Between the two World Wars the Birkenhead Naval Depot gradually grew as additional land was acquired. An ongoing feature at the depot was Naval Reserve training.
When World War II began the depot was officially commissioned as HMAS “Cerberus IV” on 13th September, 1939. On 1st August, 1940 the depot was recommissioned as HMAS “Torrens”. On 12th August, 1941 two sailors from “Torrens” were killed detonating a mine on the shore at Beachport, between Robe and Mt. Gambier. It is believed these were the first naval personnel of WWII killed on Australian soil as a result of enemy action.
After the war, “Torrens” returned to its peacetime roles of providing a naval presence in South Australia, assisting visiting ships and reserve training. On 1st March, 1965 the depot underwent another name change and was recommissioned as HMAS “Encounter”. This name perpetuated the name of the former light cruiser, built for the Royal Navy in 1901-05. Her first commission was on the Australian station and when the RAN was formed “Encounter” became HMAS, being on loan from the RN. She was later formally handed over to the RAN. The name “Encounter” also commemorated the meeting between Matthew Flinders and Nicolas Baudin off the South Australian coast in April, 1802.
On 21st March, 1994 HMAS “Encounter” was decommissioned, which marked the end of over 100 years of a permanent naval presence in the Port Adelaide area.
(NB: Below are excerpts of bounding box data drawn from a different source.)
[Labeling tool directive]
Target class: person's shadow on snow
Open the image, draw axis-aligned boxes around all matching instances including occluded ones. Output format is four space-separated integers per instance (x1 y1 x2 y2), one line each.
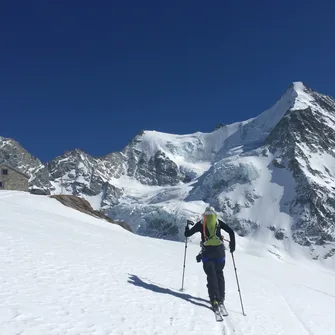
128 274 212 310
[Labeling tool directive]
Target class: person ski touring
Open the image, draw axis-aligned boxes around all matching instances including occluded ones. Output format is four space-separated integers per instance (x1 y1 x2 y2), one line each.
184 206 235 315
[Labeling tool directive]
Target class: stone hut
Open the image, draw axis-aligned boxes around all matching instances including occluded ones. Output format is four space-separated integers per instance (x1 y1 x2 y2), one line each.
0 164 29 191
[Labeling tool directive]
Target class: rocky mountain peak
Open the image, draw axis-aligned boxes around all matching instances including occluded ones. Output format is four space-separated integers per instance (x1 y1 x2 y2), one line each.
0 82 335 258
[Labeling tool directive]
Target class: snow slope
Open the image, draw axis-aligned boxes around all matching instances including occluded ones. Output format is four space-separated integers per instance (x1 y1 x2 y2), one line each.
0 191 335 335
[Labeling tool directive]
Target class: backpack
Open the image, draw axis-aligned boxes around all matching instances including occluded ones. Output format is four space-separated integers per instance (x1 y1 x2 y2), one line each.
202 212 222 247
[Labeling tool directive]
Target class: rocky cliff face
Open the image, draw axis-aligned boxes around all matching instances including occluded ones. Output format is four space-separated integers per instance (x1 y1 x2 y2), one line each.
0 83 335 258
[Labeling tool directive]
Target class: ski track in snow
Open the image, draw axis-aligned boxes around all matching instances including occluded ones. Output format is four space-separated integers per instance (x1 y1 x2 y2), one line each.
0 192 335 335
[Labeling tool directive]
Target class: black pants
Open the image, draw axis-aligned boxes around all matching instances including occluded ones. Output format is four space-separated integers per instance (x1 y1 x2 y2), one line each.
204 261 225 303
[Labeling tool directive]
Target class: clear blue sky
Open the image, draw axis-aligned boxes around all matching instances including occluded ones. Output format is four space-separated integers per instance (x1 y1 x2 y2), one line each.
0 0 335 161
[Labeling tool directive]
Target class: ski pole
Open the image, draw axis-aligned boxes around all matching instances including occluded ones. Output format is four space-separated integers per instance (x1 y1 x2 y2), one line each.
181 220 194 291
231 253 246 316
181 237 187 291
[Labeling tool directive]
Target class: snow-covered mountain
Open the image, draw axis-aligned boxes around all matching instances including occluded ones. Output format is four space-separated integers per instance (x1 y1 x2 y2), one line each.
0 191 335 335
0 82 335 258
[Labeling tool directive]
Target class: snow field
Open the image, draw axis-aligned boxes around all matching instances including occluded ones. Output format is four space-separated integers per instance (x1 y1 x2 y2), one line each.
0 191 335 335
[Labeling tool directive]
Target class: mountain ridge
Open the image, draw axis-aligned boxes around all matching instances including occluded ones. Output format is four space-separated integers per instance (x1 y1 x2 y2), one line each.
0 82 335 258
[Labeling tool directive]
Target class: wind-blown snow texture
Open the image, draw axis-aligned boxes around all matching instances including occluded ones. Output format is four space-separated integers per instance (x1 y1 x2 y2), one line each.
0 82 335 260
0 191 335 335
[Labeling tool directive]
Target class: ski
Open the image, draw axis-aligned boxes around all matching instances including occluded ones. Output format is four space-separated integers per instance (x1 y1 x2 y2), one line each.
219 304 228 316
214 310 223 322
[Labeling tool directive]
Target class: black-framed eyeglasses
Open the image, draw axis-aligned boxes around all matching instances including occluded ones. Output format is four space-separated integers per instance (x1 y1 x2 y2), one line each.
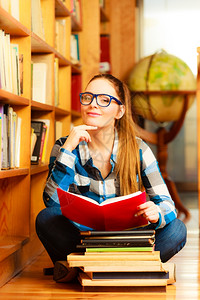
80 92 122 107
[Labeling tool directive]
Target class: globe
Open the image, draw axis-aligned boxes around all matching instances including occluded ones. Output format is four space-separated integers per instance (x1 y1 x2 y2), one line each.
128 50 196 123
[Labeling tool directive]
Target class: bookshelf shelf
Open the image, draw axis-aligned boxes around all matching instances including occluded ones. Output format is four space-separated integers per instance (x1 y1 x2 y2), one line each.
31 32 55 53
54 50 71 66
0 168 29 179
71 16 82 32
71 110 81 118
0 7 30 36
55 107 71 116
31 100 54 112
31 32 71 66
55 0 71 17
0 89 30 106
72 64 82 74
31 164 48 176
100 7 110 22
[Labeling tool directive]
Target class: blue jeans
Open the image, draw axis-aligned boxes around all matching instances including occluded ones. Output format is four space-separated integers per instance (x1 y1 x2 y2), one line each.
36 207 187 264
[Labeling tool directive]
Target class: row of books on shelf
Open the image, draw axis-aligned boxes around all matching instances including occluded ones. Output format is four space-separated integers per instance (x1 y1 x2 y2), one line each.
31 119 62 164
0 29 23 95
0 0 19 21
70 34 80 64
70 0 82 24
67 229 176 287
0 104 21 170
31 119 50 164
31 0 81 43
55 17 70 58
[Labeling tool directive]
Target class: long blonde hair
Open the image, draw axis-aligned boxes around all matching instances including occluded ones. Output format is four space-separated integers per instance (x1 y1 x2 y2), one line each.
87 74 142 195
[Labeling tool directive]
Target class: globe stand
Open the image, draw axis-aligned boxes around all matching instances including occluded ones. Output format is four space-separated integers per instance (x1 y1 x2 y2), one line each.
136 91 195 222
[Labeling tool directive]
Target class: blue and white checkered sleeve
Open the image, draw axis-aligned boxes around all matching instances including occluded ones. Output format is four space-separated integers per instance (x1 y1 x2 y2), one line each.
43 140 77 206
140 141 177 229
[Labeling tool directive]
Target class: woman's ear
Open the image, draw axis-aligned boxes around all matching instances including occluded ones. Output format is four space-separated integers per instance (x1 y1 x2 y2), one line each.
116 105 125 120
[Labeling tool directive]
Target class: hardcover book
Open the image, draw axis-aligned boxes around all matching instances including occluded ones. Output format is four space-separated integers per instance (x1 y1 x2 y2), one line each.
57 188 148 231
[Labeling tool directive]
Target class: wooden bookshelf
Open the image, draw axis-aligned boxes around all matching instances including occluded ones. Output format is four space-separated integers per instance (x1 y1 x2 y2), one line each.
196 47 200 226
0 0 137 286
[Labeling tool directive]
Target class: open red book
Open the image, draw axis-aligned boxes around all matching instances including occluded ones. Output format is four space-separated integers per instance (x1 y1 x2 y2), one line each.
57 188 148 231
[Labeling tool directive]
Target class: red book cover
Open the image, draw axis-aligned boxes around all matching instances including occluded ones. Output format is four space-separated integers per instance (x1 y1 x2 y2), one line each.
57 188 148 231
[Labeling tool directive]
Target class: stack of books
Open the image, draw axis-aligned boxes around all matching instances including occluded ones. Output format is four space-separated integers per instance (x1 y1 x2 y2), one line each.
67 230 175 288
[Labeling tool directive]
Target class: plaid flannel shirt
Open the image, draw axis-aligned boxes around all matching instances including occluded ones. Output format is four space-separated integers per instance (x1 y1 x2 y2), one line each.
43 133 177 230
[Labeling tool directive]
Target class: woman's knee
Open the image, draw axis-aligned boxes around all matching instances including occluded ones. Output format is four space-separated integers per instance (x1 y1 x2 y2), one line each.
35 207 61 233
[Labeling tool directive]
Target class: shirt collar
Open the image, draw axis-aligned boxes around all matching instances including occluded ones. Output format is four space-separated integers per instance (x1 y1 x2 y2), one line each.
79 129 119 166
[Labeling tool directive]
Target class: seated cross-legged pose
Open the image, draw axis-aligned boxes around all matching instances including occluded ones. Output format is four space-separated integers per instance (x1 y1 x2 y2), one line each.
36 74 187 282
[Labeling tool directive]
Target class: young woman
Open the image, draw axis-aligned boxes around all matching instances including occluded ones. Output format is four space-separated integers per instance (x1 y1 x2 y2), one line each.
36 74 186 281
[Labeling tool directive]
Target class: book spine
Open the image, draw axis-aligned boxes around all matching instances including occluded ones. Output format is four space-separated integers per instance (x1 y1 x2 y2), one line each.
80 229 155 236
82 245 154 252
81 239 155 247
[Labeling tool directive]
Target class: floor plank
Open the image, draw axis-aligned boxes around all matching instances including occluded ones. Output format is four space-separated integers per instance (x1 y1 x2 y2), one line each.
0 205 200 300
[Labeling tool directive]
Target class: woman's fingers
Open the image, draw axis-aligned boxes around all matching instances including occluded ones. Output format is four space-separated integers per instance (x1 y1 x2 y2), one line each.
63 125 97 151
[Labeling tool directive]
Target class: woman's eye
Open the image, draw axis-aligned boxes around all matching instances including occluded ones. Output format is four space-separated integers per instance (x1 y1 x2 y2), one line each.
84 96 91 101
101 97 110 103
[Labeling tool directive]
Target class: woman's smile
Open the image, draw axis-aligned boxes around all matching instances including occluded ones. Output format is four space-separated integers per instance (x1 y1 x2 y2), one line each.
87 111 101 117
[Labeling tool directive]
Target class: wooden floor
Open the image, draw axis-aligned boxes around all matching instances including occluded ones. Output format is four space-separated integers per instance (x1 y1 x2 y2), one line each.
0 195 200 300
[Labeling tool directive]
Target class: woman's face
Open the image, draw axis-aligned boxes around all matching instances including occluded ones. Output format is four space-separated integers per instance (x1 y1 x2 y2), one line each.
81 78 124 128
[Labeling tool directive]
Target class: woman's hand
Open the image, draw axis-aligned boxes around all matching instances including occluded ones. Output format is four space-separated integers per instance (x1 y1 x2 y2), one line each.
62 125 97 152
137 201 159 223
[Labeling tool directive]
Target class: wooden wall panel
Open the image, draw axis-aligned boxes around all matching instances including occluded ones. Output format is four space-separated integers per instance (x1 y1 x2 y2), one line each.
109 0 135 80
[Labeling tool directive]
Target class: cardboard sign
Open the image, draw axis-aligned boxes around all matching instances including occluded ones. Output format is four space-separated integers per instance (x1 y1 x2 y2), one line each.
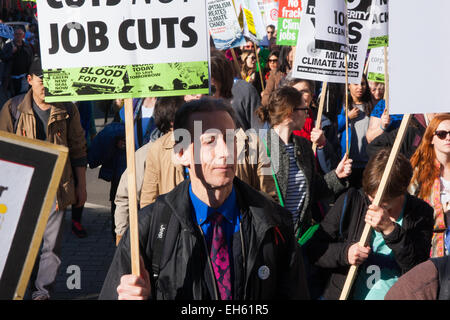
234 0 266 43
0 131 68 300
389 0 450 114
0 23 14 39
38 0 209 102
314 0 348 53
292 0 372 84
369 0 389 49
208 0 246 50
277 0 303 46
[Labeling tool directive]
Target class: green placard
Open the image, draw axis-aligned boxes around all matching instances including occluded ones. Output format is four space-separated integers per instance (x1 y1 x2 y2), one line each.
367 72 384 83
44 61 209 102
368 36 389 49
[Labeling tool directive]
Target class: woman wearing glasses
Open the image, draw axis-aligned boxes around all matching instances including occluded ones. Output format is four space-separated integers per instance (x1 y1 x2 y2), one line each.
257 86 352 238
409 114 450 257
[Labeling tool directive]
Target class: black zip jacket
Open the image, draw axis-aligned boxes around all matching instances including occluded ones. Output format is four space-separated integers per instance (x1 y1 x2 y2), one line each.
303 188 434 300
99 178 309 300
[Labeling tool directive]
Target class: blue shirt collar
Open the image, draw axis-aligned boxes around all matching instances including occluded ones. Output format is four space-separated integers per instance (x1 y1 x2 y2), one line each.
189 184 239 226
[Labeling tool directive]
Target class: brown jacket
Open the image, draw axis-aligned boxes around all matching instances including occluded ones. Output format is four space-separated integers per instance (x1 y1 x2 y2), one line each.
384 260 439 300
0 89 87 210
140 130 276 208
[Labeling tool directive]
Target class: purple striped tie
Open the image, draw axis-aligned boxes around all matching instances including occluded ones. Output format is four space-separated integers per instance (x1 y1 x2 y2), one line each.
209 212 232 300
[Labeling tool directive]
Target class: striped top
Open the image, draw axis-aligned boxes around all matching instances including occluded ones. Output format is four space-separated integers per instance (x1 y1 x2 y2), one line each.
284 143 306 224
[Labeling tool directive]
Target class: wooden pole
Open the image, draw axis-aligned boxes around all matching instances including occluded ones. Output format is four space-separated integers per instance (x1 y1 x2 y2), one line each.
345 53 350 157
384 47 389 113
124 98 141 276
313 81 328 154
339 114 411 300
231 48 241 79
253 42 264 91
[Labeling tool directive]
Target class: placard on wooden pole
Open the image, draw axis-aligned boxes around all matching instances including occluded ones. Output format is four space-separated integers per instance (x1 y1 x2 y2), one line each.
124 98 140 276
339 114 411 300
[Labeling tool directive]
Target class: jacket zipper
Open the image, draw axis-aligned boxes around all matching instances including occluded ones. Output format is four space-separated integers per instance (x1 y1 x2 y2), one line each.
239 221 247 300
198 226 219 300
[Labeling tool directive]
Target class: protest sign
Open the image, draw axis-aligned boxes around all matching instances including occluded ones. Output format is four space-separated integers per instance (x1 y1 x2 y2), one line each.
0 23 14 39
0 131 68 299
208 0 245 50
369 0 389 49
260 1 278 26
292 0 372 84
241 0 266 43
38 0 209 102
277 0 302 46
314 0 348 53
367 47 385 83
388 0 450 114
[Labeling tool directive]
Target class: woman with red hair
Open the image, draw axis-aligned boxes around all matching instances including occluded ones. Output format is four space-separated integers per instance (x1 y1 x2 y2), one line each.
410 114 450 257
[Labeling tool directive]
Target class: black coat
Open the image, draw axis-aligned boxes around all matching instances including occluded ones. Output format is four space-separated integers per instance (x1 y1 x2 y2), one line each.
303 188 434 300
100 178 309 300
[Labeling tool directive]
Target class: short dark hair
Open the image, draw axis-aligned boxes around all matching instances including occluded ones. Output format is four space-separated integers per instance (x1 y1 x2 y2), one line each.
153 96 184 133
211 50 235 99
173 97 237 143
362 148 413 201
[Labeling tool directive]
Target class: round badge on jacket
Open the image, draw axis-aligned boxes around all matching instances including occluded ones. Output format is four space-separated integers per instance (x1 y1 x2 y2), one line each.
258 266 270 280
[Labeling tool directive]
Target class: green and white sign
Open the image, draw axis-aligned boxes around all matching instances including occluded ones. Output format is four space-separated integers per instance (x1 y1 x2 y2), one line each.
38 0 209 102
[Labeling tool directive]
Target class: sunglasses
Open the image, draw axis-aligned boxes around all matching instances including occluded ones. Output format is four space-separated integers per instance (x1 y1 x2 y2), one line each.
434 130 450 140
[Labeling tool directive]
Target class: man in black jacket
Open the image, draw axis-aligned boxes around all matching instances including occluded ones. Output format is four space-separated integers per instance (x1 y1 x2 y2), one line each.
100 98 309 300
The ceremony, a very moving one, was attended by a large number of civilians, most of whom represented the various ex-naval groups with chapters, branches, etc., in South Australia. Commodore M.B. Forrest, RAN represented the Flag Officer, Naval Support Command.
The ceremony began with the Commanding Officer of HMAS “Encounter”, Commander Brian Gorringe, ADC, RAN, welcoming all those present. He then presented medals to three naval personnel, and also a number of cheques to various charitable organisations, being the means selected by the officers and ship’s company to dispose of surplus mess funds. Commodore Forrest then addressed the gathering.
A church service was then conducted by “Encounter’s” chaplains, G. Pitman, RANR and J. Powell, RANR. The RANR Band, which is to be retained in Adelaide, provided music for the hymns, and the bible reading – Romans 8, 18-30 – was read by LSMT P2SM S.V. Till. Chaplain Pitman then addressed the gathering and closed the service with the naval prayer, followed by the benediction.
Commander Gorringe then gave the CO’s “Farewell”, after which the White Ensign and the Commissioning Pennant were lowered. The White Ensign, which had been autographed by many of “Encounter’s” final ship’s company, was presented by the CO to Ms Dieuwke Jessop, Acting Director of the South Australian Maritime Museum. Commander Gorringe retained the Pennant.
The band then led the ship’s company from the grounds of the former HMAS “Encounter” out onto the adjacent roadway where they were halted and dismissed. The CO was at the rear of the march, in maintenance of the maritime tradition that the captain is the last to leave his ship.